See figure on http://www.sgi.com/products/software/volumizer/techsum.html
for an example.
> -scalable graphics
The concept of using multiple graphics pipes to do parallel rendering so
that your application's performance improves as you add more graphics pipes
to the system. In order to scale, your application would need to "decompose
the rendering process" among the graphics pipes, so that each pipe only does
part of the rendering. The output of these "decomposed" tasks are "partial
images" generated on each of the pipes, which are then "merged/composited"
to generate the final image. Monster mode decomposition mentioned above is
_one possible_ technique to acheive performance scaling. Others are 2D
(screen) decomposition, DPLEX (time decomposition), etc.
> -compositors
A piece of hardware which implements the compositing operation mentioned
above (the process of taking partial images and putting them back together)
by taking the DVI output from the graphics pipes directly. Alternatively,
the application, could do a glReadPixels to grab the partial images from the
pipes and then do a glDrawPixels to do the final composition. This form of
"software composition" is implemented inside MPK mentioned above.
> The reason I'm asking:
> We have this onyx4, 8 pipes, 4 compositors, which we want to use
> with vizserver.
>
> I need maximum performance to drive a single-windowed volume vis app.
> (volumizer based).
>
> Do I deploy the the compositors for this, and do dynamic screen space
> division?

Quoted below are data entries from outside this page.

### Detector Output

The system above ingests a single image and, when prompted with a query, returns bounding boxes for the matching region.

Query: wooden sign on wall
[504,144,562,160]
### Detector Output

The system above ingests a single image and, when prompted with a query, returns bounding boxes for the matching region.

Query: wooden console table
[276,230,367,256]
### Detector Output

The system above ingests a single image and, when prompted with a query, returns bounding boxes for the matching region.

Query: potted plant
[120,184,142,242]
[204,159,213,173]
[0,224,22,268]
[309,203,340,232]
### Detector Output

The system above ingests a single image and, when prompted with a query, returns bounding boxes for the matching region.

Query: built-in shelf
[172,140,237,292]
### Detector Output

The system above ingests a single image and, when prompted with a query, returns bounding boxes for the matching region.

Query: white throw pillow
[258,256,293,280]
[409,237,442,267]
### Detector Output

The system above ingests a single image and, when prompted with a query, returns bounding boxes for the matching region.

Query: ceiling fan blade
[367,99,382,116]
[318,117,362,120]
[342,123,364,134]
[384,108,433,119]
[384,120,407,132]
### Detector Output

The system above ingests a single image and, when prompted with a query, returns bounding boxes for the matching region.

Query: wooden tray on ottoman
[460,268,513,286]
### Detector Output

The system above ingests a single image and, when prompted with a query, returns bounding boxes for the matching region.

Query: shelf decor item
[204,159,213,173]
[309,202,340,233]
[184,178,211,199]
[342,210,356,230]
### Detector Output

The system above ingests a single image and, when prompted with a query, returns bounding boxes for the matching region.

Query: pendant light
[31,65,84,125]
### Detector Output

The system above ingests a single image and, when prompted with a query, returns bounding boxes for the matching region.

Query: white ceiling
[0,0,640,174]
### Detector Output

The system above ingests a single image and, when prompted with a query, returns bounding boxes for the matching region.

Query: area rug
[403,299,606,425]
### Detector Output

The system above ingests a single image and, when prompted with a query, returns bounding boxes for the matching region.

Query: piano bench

Would I need to cascade 3 compositors as 4->1 + 4->1 ===> 1 ?
> Preferably I would do this without the compositors, as we use compositing
> in stereo-mode for 4 cave screens.
This is really dependent on what your application is limited by (=> the size
of the data set AND size of the output image). volview is a sample
application which ships with Volumizer. It implements both 2D decomposition
(dynamic screen tiling) and DB decomposition (aka monster mode) using MPK.
2D decomposition would only help if your application is pixel fill limited
(since it divides the number of pixels generated on each pipe). Typically,
volume rendering applications are pixel-fill limited. DB decomposition
however would help with pixel fill limitation AND help scaling texture
memory. e.g. if your data set exceeds 256 MB, it will NOT fit on one
graphics cards' local memory. Hence you will need to do DB decomposition in
order to get maximum performance out of the system. If the data fits on the
local graphics' memory, you might as well use 2D decomposition only, since
it is much easier to implement. DB decomposition requires a lot more work
since you need to divide the data and then composite and blend the images in
a back-to-front sorted order.
The compositor does NOT support DB decomposition. Also, I am not sure how
you would Vizserve the DVI output from the compositor unless you have
special hardware to grab the DVI output. You can implement both 2D and DB
decompositions using software composition techniques mentioned above. If
your application is written using MPK, the composition step comes
transparently since MPK does all the work there. If not, you will have to
implement the glReadPixels/glDrawPixels part of the compositing pipeline
yourself.
Let me know if you have any further questions regarding this.